AFGrica Medical Mycology Research Unit, Institute of Infectious Diseases and Molecular Medicine, University of Cape Town, South Africa, MRC Centre for Medical Mycology at the University of Exeter, Geoffrey Pope Building Stocker Road, Exeter, UK.
Institute of Infectious Diseases and Molecular Medicine (IDM), Department of Pathology, Faculty of Health Sciences, University of Cape Town, South Africa.
Mediators Inflamm. 2020 Jan 17;2020:4361043. doi: 10.1155/2020/4361043. eCollection 2020.

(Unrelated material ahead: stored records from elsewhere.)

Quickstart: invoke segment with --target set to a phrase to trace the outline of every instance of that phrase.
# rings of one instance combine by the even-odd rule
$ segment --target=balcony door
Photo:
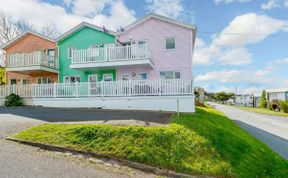
[[[99,94],[99,84],[97,84],[98,75],[92,74],[88,75],[88,82],[89,82],[89,93],[90,95],[97,95]]]
[[[49,67],[55,67],[55,50],[54,49],[48,49],[47,55],[48,55],[48,66]]]

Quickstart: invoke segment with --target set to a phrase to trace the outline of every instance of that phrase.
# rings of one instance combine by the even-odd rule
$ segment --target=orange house
[[[2,49],[6,54],[7,85],[58,81],[58,50],[53,39],[35,32],[26,32]]]

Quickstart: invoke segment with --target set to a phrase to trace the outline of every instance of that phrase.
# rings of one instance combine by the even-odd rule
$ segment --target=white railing
[[[113,46],[72,52],[72,64],[149,58],[150,51],[147,45]]]
[[[21,97],[121,97],[191,95],[192,80],[131,80],[111,82],[55,83],[0,86],[0,98],[14,93]]]
[[[58,60],[45,52],[15,53],[7,55],[7,67],[45,66],[58,69]]]

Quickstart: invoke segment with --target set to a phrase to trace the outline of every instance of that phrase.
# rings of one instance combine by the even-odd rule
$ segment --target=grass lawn
[[[211,108],[168,126],[44,124],[15,138],[215,177],[285,177],[288,162]]]
[[[267,109],[267,108],[252,108],[252,107],[236,107],[236,108],[243,109],[243,110],[250,111],[250,112],[256,112],[259,114],[271,114],[271,115],[288,117],[288,113],[279,112],[279,111],[272,111],[272,110]]]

A hallmark of ulcerative colitis is the chronic colonic inflammation, which is the result of a dysregulated intestinal mucosal immune response. Epithelial barrier disruption which allows the entry of microorganisms eventually leads to more aggressive inflammation and potentially the removal of the colon. We have previously shown that the T helper- (Th-) type 2 cytokines, Interleukin- (IL-) 4 and IL-13, mediate CD4+ T cell- or B cell-driven inflammation in the oxazolone-induced mouse model of ulcerative colitis. In contrast, mice deficient in the shared receptor of IL-4 and IL-13, IL-4 receptor-alpha (IL-4R), on all cells develop an exacerbated disease phenotype. This suggests that a regulatory role of IL-4R is required to protect against severe colitis. However, the cell populations responsible for regulating the severity of disease onset through IL-4R in colitis are yet to be identified. By deleting IL-4R on specific cell subsets shown to play a role in mediating colitis, we determined their role in a loss of function approach. Our data demonstrated that the loss of IL-4R signalling on intestinal epithelial cells, smooth muscle cells, and macrophages/neutrophils had no effect on alleviating the pathology associated with colitis. These results suggest that IL-4/IL-13 signalling through IL-4R on nonhematopoietic intestinal epithelial or smooth muscle cells and hematopoietic macrophage/neutrophils has a redundant role in driving acute oxazolone colitis.
溃疡性结肠炎的一个标志是慢性结肠炎症,这是肠道黏膜免疫反应失调的结果。上皮屏障的破坏允许微生物进入,最终导致更具侵袭性的炎症,并可能导致结肠切除。我们之前已经表明,辅助性 T 细胞(Th)-2 细胞因子白细胞介素(IL)-4 和 IL-13 介导 oxazolone 诱导的溃疡性结肠炎小鼠模型中的 CD4+T 细胞或 B 细胞驱动的炎症。相比之下,所有细胞缺乏 IL-4 和 IL-13 的共同受体 IL-4 受体-α(IL-4R)的小鼠会发展出更为严重的疾病表型。这表明 IL-4R 的调节作用对于防止严重的结肠炎是必需的。然而,通过 IL-4R 调节结肠炎严重程度的细胞群体仍有待确定。通过在介导结肠炎的特定细胞亚群中删除 IL-4R,我们以功能丧失的方法确定了它们的作用。我们的数据表明,在肠道上皮细胞、平滑肌细胞和巨噬细胞/中性粒细胞上缺失 IL-4R 信号传导对减轻与结肠炎相关的病理学没有影响。这些结果表明,IL-4/IL-13 通过 IL-4R 在非造血肠道上皮细胞或平滑肌细胞和造血巨噬细胞/中性粒细胞上的信号传导在驱动急性 oxazolone 结肠炎中具有冗余作用。